CPAs have a reputation of being very serious people. I hope to challenge that because I’m both an accountant and a stand-up comedian.
Although I never considered myself a class clown as a kid, I have always liked to make people laugh. But it wasn’t until 2002 that I finally decided to try my hand at stand-up comedy. At that point I had been teaching eighth-grade math for several years. I knew that every student had the ability to pass math; what they needed was motivation. So, I carved out “motivation Mondays” to help my students find their passion. I emphasized to them that finding and following their passion was the key to success. One day I realized that I had to follow my own advice. I had always wanted to do stand-up comedy, so I decided to give it a try.
Over time I built my routine, drawing mostly on relationships, family and headlines for my jokes. I began performing at open-mike nights at local comedy clubs, and before I knew it, I was headlining local clubs and even getting some out-of-town gigs.
Being a comic was very satisfying, but I was not content teaching middle school math. So, I went back to school and, over the course of four years, earned a bachelor’s in accounting and an MBA, and passed the CPA exam.
In 2008, I went to work for a local public accounting firm. The firm had a mandatory monthly staff meeting for everyone, even the administrative assistants. I asked the partner in charge if I could kick off the meetings with a comedy routine based on articles in the JofA. I’m still not sure if the managing partner appreciated my humor, but another partner pulled me aside once and said, “The only reason I come to staff meetings is to hear you do your ‘Accounting Update.’” Those types of comments were great, but it was both satisfying and unexpected to find that my jokes pointed my co-workers to important information in the Journal of Accountancy that they didn’t even know was there.

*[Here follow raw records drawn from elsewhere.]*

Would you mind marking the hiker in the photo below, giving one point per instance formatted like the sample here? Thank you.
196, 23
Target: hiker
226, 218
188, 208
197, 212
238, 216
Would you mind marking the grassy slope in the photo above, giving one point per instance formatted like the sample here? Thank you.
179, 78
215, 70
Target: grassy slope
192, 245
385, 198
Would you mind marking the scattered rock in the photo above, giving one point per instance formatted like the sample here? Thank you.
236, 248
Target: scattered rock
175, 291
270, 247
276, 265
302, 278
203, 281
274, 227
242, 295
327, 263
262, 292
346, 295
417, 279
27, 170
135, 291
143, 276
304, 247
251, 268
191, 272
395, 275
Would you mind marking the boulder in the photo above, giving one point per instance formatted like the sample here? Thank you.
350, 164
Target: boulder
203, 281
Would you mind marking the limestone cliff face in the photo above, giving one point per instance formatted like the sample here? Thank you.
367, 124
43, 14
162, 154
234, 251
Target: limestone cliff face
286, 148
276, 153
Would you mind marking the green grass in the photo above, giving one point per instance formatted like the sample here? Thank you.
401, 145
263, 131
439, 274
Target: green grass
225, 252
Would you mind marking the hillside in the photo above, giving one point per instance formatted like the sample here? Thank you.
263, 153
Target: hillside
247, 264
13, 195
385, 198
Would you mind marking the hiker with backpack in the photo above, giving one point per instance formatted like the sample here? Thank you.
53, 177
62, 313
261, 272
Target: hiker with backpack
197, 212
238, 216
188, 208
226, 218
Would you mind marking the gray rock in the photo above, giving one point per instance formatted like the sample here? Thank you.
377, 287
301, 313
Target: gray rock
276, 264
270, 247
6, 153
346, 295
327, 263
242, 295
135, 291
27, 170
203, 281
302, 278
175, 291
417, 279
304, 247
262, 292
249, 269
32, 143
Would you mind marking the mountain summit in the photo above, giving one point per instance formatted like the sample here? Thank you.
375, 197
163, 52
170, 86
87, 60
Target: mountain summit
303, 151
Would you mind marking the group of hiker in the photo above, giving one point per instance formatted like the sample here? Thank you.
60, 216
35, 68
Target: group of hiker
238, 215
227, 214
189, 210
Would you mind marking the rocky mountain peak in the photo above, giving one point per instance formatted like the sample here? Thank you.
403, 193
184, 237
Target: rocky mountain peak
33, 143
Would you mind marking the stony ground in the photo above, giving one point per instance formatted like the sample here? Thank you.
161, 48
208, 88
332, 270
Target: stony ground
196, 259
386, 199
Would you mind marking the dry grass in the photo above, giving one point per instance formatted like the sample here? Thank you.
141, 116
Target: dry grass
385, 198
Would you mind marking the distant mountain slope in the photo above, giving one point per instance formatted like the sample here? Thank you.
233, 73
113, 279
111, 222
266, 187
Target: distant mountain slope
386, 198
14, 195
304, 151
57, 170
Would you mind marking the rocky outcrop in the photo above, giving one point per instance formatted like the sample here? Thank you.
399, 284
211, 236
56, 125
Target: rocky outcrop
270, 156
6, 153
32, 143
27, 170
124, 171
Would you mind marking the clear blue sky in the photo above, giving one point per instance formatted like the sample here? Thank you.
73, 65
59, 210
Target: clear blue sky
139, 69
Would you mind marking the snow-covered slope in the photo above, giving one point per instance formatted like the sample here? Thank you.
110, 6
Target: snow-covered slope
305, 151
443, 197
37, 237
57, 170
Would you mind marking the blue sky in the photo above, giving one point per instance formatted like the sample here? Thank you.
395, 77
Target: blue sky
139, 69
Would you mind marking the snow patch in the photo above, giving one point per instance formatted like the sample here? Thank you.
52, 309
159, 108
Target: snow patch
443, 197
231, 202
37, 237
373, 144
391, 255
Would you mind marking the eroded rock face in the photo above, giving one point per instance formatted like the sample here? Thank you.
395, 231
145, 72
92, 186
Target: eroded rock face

Today, as the controller for a small group of medical office buildings, I still create monthly accounting updates, but now I perform them in local comedy clubs, and post them online (gregkyte.com/Videos.html). I’ve been shocked at the great response that I’ve received from normal, non-CPA crowds to my material, such as, “The IRS often fails to notify people when personal information is leaked. Sorry, Adam Prows, SSN: 538-11-2637, DOB: 4/11/68.” The other night I was at a comedy club and did a five-minute rant on the estate tax. The audience ate it up. Afterward, one of my comic buddies, an HVAC repairer by day, said, “Dude, you’re not just funny; you explain things in a way that I can understand!” Something resonates in me as a former educator when I can inform people and simultaneously make them laugh.
For most of my comedic career, I have performed relatively generic comedy. But now I am rebranding myself as an accountant comedian. I think the profession suffers from the image that accountants don’t have a sense of humor. In a way, I feel I am serving as an ambassador of the profession as I try to change that image. There’s power in poking fun at yourself and allowing others to poke fun at you as well.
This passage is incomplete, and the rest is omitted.